MedicalResearch.com Interview with:
Vassiliki Papadimitrakopoulou, MD
Professor of Medicine
Department of Thoracic/Head and Neck Medical Oncology
MD Anderson Cancer Center in Houston
MedicalResearch.com: What is the background for this study? What are the main findings?
Response: 30% of patients with newly diagnosed advanced NSCLC can be treated successfully with targeted therapies, often yielding higher response rates than chemotherapy or immune checkpoint inhibitors. Selecting first-line therapy for patients with NSCLC requires assessment of an expanding list of guideline-recommended genomic biomarkers (EGFR, ALK, ROS1, BRAF, RET, MET amplification and exon 14 skipping, and ERBB2, with NTRK newly added)

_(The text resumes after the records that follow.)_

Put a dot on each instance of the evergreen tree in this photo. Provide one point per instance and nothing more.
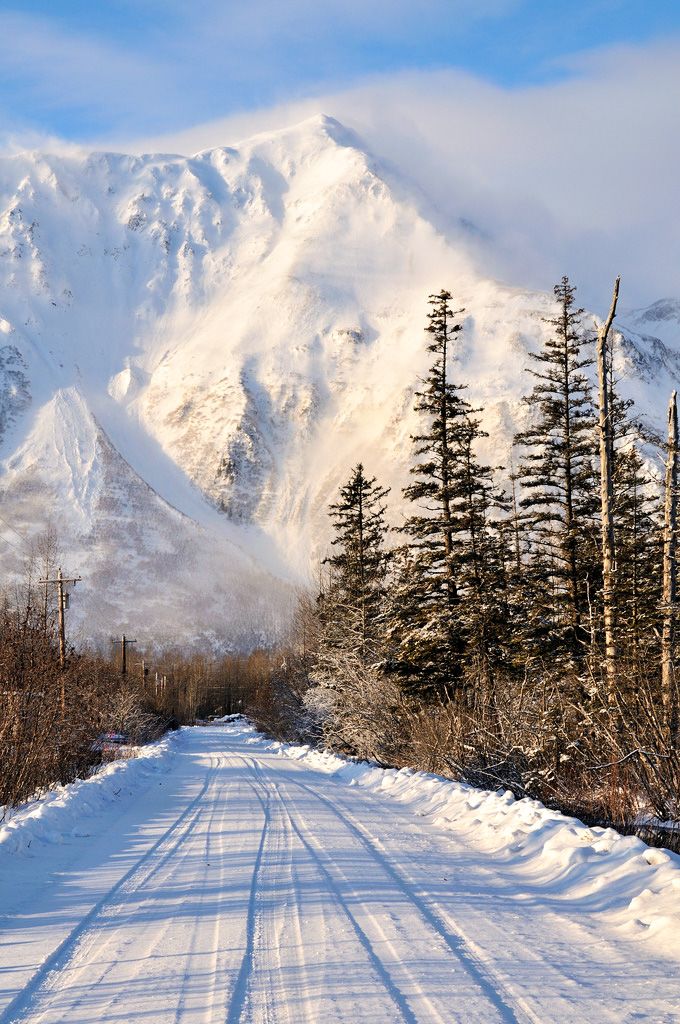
(442, 591)
(638, 582)
(558, 473)
(358, 565)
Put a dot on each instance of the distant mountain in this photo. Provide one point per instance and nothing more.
(194, 352)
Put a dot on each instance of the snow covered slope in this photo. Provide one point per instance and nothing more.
(195, 351)
(223, 878)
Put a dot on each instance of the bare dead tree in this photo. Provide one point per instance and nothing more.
(606, 500)
(670, 572)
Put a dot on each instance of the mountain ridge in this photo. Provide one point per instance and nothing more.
(242, 327)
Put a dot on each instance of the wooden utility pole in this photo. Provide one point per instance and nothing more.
(125, 643)
(670, 572)
(59, 583)
(606, 499)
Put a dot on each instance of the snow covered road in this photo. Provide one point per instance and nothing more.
(244, 886)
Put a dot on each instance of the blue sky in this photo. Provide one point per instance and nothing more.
(88, 70)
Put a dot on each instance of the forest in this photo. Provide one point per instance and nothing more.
(516, 631)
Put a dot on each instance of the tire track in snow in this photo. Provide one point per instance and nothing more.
(398, 998)
(65, 951)
(464, 949)
(239, 997)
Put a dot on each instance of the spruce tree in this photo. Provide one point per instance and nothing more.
(441, 595)
(358, 565)
(559, 477)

Standard-of-care (SOC) testing relies on tissue, which is limited by biopsy-related risks, specimen insufficiency, and lab processing duration, which hamper timely optimal treatment selection
– NILE is a large, prospective, multicenter, head-to-head study of SOC tissue-based genomic testing to plasma-based comprehensive cfDNA genomic testing (Guardant360®). For the four biomarkers with FDA approved therapies, up to 34% of patients were tested by SOC tissue testing versus 95% with cfDNA testing. NILE met its primary endpoint – cfDNA performed similar to tissue in the detection of guideline-recommended biomarkers and cfDNA results were delivered significantly faster than SOC tissue testing (median 9 days vs. 15 days).Using cfDNA testing first, 87% of patients with a guideline-recommended biomarker would have been detected, compared to 67% if SOC tissue testing was first.